Iraq’s potential for oil production is huge. The International Energy Agency predicts Iraqi production will more than double in the next eight years and the country will be by far the largest contributor to growth in the global oil supply during the next two decades. By the 2030s, the agency expects Iraq to become the second-largest global oil exporter, overtaking Russia.

U.S. oil companies, in the meantime, are “barely active” in Iraq, said Robin Mills of Dubai-based Manaar Energy Consulting. There’s Exxon Mobil, which is locked in a dispute with the Iraqi government and is looking to sell at least some of its stake in the giant West Qurna-1 oil field, with the state-owned PetroChina discussed as a likely buyer. The other U.S. firm operating in Iraq is Occidental Petroleum, Mills said, a company that has just a minority, nonoperating stake in the Zubair oil field.

Iraq hasn’t become the bonanza for big Western oil companies that some might have expected when the U.S. invaded 10 years ago. It’s a different story, though, for the U.S. oil-field services and engineering companies that have established dominant positions in Iraq. That includes Halliburton, the company Iraq war booster Dick Cheney led before he became vice president.

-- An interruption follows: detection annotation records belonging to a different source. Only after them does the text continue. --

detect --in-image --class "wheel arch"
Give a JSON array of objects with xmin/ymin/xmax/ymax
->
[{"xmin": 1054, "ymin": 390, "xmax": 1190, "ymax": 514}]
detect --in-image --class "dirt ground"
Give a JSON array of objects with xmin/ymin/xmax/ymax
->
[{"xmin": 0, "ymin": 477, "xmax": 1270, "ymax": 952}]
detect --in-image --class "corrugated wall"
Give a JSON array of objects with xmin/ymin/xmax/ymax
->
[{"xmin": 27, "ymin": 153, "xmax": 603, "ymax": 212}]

Bush administration officials suggested shortly after the invasion that revenue from Iraq’s oil fields could largely pay the cost of rebuilding the country. That turned out to be wrong, and $60 billion in U.S. taxpayer funds ended up going into the reconstruction of Iraq. The war devastated Iraq’s oil industry, as kidnappings, sabotage and attacks on infrastructure made it virtually impossible to do business.